The shrinkage behavior, during the casting of steel strands having the same cross-section, is dependent upon the casting parameters, such as the composition of the melt, the casting speed, casting temperature and casting process, such as for instance whether casting is accomplished with or without flux powder. During the production of continuously cast strands frequently the taper of the continuous casting mold is accommodated to the shrinkage behavior of different steel qualities and the contemplated casting speed. Apart from thereby achieving a reduced tendency of metal break-out there is furthermore obtained optimum cooling of the strand, which, in turn, ensures for good quality of the cast strand product.
During the continuous casting of steel billets and blooms it is known from practice to use tube molds having an appropriately conically configured hollow mold cavity or compartment. On the one hand, the taper thereof is accommodated to the strand or cross-section and, on the other hand, to the steel quality as well as the contemplated mean or average casting speed. If, for instance, the steel quality is altered from conventional carbon steels to austenitic or other alloyed steels, then the different shrinkage behavior of these two types of steels is taken into account by exchanging the mold for an appropriately designed casting mold.
During the continuous casting of steel with plate molds there is furthermore known to the art a method which contemplates accommodating the taper of the hollow mold compartment between both of the narrow sides of the mold also during the casting operation upon change of the casting parameters. This method which is suitable for the casting of slab shapes cannot be employed when casting billet sections and square bloom sections as well as during casting in tube molds.
In order to avoid longitudinal fissures, especially edge fissures, and to reduce the danger of metal break-out with increased casting speed, it is further known in this field to limit the converging hollow mold compartment by means of walls having parabolic-shaped surfaces.

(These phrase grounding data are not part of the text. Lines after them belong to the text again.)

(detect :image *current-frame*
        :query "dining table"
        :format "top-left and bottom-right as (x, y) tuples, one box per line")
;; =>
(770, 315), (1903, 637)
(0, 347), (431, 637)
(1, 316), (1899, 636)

The parabolic-shaped surfaces of the inner walls of the mold can also be bounded by step-shaped, planar surfaces, so that, viewed in the direction of travel of the strand, there are formed successive taper stages or regions, the degree of taper of which reduces in the direction of strand travel. At the region of the cast molten bath level or meniscus the hollow mold compartment is provided with parallel walls. This multiple-conical hollow mold compartment is designed for predetermined steel composition, casting speed and mold length. When casting steel charges of different composition and so forth, it is necessary to exchange such molds, thereby reducing the available production capacity of the continuous casting installation.